It’s a legitimate goal because democracies like ours recognise success to be the outcome of fair voting; reserve currency status involves voting by impartial wallets.
Concentration of reserve currency:
Official foreign exchange reserves of about $12 trillion across 150 countries are currently stored in eight currencies: 55 % in US dollars, 30 % in euros, and 15 % in six other currencies.
This concentration is inevitable given exploding trade, rising capital flows, and motivates against protecting your reserves from your currency’s volatility.
Chinese overconfidence: Being a close competitor of India, China still faces transparency issues, and this creates an opportunity for India to take over.
Benefits:
A reserve currency has to serve as a medium of exchange, a store of value, and a unit of account.
The main property of a reserve currency country is trust, and the main upside is the “exorbitant privilege” of lower real interest rates.
Way Forward:
Getting countries to store their reserves in rupee requires luck and skill –
Our luck arises from:
A multipolar world (America now accounts for less than 25 % of global GDP).
The need for diversification (central bank reserves in dollars have fallen to 55 % from 71 % in 1999).
New US thinking about indebtedness (in the last 13 years, their debt increased by $20 trillion equivalent to 90 % of GDP).
Central bank credibility (lower-for-longer creates a quantitative easing addiction).
Demographics (25 % of the world’s new workers in the next 10 years will be Indian).
The UK’s secular decline.
A global shift of economic gravity to Asia and the challenges of trusting China.
Our economic skills have a strong opening balance: India has never defaulted, and the 1991 reforms have been accelerated by big reforms like GST, IBC, inflation targeting, education, labour, and agriculture.

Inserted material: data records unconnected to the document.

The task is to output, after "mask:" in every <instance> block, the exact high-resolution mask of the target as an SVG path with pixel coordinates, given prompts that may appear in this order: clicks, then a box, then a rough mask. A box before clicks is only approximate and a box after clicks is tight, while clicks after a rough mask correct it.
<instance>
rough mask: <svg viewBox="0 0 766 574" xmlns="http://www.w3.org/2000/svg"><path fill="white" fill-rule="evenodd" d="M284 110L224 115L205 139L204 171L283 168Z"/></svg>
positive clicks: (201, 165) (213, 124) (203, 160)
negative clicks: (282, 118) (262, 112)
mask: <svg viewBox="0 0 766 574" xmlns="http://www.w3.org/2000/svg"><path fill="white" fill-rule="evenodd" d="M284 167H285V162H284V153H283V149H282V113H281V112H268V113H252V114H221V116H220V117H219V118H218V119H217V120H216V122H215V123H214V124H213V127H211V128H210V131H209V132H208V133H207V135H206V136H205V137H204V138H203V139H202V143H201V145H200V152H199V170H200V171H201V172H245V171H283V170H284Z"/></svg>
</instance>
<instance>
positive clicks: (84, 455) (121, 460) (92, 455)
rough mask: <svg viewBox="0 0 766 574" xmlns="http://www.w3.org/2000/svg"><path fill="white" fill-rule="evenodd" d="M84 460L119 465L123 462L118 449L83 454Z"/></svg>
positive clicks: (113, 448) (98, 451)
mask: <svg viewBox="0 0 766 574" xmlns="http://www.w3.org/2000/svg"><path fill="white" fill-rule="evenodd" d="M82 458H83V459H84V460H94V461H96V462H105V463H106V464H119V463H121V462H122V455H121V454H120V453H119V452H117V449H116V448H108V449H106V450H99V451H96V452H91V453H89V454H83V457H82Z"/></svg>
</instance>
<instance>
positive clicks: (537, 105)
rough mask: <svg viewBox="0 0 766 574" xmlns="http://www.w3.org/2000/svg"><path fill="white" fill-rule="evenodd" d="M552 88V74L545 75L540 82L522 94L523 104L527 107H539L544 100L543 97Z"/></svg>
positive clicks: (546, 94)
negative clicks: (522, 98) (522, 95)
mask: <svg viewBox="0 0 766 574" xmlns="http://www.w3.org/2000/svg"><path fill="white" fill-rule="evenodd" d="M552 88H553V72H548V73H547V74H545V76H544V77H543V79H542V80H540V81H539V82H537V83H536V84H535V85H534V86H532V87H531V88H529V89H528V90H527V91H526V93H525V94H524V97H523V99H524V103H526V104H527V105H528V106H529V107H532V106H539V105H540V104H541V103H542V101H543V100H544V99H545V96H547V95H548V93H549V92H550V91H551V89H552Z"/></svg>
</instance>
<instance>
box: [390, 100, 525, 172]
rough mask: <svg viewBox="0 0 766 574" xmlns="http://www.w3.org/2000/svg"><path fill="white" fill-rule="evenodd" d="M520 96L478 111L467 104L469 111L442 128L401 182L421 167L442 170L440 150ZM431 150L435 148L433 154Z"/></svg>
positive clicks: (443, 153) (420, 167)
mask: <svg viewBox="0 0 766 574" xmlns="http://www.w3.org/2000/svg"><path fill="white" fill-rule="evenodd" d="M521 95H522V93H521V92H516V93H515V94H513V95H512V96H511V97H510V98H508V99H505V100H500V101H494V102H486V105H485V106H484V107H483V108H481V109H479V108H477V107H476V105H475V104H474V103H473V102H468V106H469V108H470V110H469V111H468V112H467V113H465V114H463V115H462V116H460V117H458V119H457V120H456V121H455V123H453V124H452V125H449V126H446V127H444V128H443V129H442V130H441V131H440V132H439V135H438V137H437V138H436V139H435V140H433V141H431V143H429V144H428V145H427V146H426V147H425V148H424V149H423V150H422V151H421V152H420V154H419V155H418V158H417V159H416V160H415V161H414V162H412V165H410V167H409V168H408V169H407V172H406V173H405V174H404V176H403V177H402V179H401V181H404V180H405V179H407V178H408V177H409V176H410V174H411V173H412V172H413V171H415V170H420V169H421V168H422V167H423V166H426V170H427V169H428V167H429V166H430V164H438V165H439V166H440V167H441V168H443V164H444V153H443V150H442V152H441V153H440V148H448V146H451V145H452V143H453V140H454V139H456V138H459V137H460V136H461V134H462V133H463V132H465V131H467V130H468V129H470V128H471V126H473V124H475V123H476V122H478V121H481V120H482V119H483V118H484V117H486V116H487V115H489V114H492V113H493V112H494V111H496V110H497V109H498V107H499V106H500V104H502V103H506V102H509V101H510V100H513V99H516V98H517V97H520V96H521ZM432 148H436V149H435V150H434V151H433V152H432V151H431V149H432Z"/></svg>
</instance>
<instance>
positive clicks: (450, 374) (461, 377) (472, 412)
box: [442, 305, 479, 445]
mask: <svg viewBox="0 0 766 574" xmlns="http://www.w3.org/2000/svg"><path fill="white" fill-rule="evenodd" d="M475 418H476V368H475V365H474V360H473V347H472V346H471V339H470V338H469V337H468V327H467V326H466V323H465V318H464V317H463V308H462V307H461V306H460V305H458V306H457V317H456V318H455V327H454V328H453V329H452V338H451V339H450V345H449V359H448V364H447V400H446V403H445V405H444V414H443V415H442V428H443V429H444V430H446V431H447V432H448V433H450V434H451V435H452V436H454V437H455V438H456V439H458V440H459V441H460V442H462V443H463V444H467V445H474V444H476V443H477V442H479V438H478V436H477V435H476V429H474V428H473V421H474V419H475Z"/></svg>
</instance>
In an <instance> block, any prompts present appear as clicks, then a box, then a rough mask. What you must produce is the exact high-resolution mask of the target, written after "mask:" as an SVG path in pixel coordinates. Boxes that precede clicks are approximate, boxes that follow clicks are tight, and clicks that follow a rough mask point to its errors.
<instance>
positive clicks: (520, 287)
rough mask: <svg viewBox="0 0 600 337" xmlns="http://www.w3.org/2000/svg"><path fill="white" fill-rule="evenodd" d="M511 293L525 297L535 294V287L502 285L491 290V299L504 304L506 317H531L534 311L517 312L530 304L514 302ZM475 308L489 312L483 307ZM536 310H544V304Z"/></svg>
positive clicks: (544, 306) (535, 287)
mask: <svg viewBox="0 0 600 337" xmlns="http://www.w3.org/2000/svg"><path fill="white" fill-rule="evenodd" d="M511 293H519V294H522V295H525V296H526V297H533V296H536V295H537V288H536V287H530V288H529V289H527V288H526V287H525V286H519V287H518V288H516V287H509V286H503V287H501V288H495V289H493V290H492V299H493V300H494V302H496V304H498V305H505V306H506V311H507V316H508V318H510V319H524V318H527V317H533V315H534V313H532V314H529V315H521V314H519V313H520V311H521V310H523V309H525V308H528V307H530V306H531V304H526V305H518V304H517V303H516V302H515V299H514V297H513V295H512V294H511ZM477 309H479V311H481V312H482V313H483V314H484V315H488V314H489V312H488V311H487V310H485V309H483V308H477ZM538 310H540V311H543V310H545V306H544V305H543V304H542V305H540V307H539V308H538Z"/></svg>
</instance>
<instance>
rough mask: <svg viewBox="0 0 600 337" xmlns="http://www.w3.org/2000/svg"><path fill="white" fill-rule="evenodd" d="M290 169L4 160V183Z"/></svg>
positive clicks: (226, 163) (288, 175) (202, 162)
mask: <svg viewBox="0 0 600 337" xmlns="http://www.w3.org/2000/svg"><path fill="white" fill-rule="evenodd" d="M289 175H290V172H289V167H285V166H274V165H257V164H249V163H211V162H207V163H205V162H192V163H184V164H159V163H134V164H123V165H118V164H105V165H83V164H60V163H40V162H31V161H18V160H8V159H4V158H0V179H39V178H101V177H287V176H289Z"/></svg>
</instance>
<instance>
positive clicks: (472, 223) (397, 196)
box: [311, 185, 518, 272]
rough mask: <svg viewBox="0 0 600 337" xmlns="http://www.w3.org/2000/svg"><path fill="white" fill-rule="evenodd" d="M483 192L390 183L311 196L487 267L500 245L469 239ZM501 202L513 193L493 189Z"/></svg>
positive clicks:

Pursue full capital account convertibility as suggested by the Tarapore Committee in 1997.
Advocate trading partners to start rupee invoicing and raising corporate rupee borrowing offshore and onshore.
Accelerating our CBDC (central bank digital bank currency) plans and taking our UPI payment technology to the world (the dollar gets heft from global networks like Visa, MasterCard and Swift).
Role of Fiscal Policy: It must raise our tax to GDP ratio, raise the share of direct taxes in total taxes, and keep our public debt to GDP ratio under 100 %.
Role of Monetary Policy: It must control inflation while moderating central bank balance sheet size.
Role of Economic Policy: It must raise the productivity of our regions, sectors, firms, and individuals to reach goals in formalisation (400 million workplace social security payers), urbanisation (250 cities with more than a million people), financialisation (100 % credit to GDP ratio), industrialisation (less than 15 % farm employment), internationalisation (higher share of global trade) and skilling.
Reinforcing institutions: That signal rule of law; cooperative federalism, press freedom, civil service effectiveness, and judicial independence.